Una mappa del tesoro per limitare i costi

Non è soltanto l’alto numero di meteoriti caduti in Antartide a renderli interessanti per la ricerca spaziale, ma anche il loro stato incontaminato.

“Quando i meteoriti cadono sulla superficie della calotta glaciale antartica, rimangono in genere intrappolati nell’area di accumulo coperta di neve della calotta glaciale, che copre il 98% del continente – viene riportato nel paper – . Durante il processo in cui la neve si accumula, si compatta e si trasforma in ghiaccio, i meteoriti vengono incorporati nella calotta glaciale. Vengono quindi trasportati insieme al ghiaccio che scorre sotto la spinta delle forze gravitazionali verso i margini del continente. Sebbene la maggior parte dei meteoriti finisca nell’oceano, una piccola parte viene riportata sulla superficie della calotta glaciale in alcune aree di ghiaccio blu (BIA).”

In queste aree l’ablazione annuale supera l’accumulo, per cui se il ghiaccio contiene meteoriti, questi prima o poi verranno alla luce, a seguito della sublimazione progressiva del ghiaccio e risulteranno ben evidenti a contrasto con il blu del ghiaccio sottostante. Se un meteorite cade su un BIA, inoltre, non essendoci accumulo di neve, resterà in superficie. “Pertanto, se il flusso del ghiaccio e le impostazioni geografiche e climatologiche specifiche si combinano favorevolmente, una BIA può fungere da zona di arenamento di meteoriti (MSZ).”

La metodologia seguita di norma per la ricerca di potenziali MSZ si basa su analisi visiva dei dati di telerilevamento raccolti in corrispondenza delle BIA, seguiti da esplorazioni delle zone X in motoslitta o elicottero, per verificare la presenza di meteoriti. Ne deriva che la scoperta dei preziosi frammenti extraterrestri dipenda dalla competenza di chi analizza le mappe e le immagini e da costose missioni sul campo. Proprio a causa dell’elevato peso del fattore umano in tale modalità di ricerca, è molto probabile che le principali MSZ debbano ancora essere scoperte. Il team belga-olandese ha dunque optato per una strategia altamente innovativa e low cost per concentrare energie e finanze in ricerche mirate.

Come identificare un MSZ

Gli MSZ sono noti per 3 caratteristiche principali:

  • la presenza di ghiaccio blu;
  • superficie in condizioni di freddo tali da favorire la perdita di massa per sublimazione più che per scioglimento del ghiaccio;
  • basse se non bassissime velocità di scorrimento del ghiaccio per la presenza di barriere al di sotto della superficie.

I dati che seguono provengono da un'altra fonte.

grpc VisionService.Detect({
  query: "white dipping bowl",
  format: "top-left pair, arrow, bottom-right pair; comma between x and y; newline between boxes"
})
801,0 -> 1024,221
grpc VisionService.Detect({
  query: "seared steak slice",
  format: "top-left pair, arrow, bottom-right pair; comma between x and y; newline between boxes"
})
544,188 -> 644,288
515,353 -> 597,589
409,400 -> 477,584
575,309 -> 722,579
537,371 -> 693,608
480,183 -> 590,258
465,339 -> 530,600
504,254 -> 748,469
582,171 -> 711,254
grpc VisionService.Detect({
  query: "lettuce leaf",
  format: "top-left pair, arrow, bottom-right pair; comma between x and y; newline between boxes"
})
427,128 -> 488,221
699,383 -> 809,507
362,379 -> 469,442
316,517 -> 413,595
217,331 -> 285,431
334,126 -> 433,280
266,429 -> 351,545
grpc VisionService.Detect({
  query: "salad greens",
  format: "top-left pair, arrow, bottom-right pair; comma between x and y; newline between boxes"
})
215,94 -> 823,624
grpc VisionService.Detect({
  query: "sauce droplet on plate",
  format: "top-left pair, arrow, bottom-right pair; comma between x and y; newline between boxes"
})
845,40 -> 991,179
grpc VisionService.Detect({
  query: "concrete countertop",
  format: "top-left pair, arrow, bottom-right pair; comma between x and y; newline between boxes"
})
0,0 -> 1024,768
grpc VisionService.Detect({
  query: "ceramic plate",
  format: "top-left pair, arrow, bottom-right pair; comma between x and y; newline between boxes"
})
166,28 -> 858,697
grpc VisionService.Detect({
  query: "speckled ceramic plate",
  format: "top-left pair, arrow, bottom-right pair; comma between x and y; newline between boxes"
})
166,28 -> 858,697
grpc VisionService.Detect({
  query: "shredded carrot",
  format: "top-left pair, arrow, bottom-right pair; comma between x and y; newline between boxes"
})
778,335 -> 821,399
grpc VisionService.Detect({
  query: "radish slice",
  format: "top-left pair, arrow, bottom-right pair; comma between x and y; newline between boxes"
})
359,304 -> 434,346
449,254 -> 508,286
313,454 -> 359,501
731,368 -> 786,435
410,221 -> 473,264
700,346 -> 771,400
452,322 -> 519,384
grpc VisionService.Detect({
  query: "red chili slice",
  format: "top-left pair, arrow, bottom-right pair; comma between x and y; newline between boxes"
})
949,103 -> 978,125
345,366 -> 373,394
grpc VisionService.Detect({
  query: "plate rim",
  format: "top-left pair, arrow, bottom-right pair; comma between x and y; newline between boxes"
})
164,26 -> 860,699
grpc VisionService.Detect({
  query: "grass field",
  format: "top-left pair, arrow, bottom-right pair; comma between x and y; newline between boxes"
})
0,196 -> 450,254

Per identificare le aree potenzialmente riconoscibili come MSZ, i ricercatori hanno puntato su 4 parametri, valutati su scala continentale, da incrociare tra loro per elaborare la probabilità che in una determinata area si possa trovare un MSZ:

  • la presenza di ghiaccio blu;
  • la temperatura superficiale;
  • la pendenza della superficie;
  • la velocità superficiale.

Senza scendere nel dettaglio della metodologia di machine learning utilizzata, arriviamo ai risultati: secondo il modello elaborato vi sarebbero sulla superficie della calotta glaciale tra i 340.000 e i 900.000 meteoriti. Ne consegue che attualmente ne sia stata recuperata una percentuale molto bassa, che oscilla tra 5 e 13%. Le future missioni di recupero dei frammenti spaziali potranno trovare nella mappa del tesoro elaborata un grande alleato, che potrà consentire la raccolta di un ampio quantitativo di meteoriti, tra cui ci si aspetta di trovare delle tipologie rare, come Angriti, Brachiniti e rocce marziane.

“La raccolta di questo materiale unico e ben preservato – concludono i ricercatori – consentirà di incrementare le nostre conoscenze sul Sistema solare.”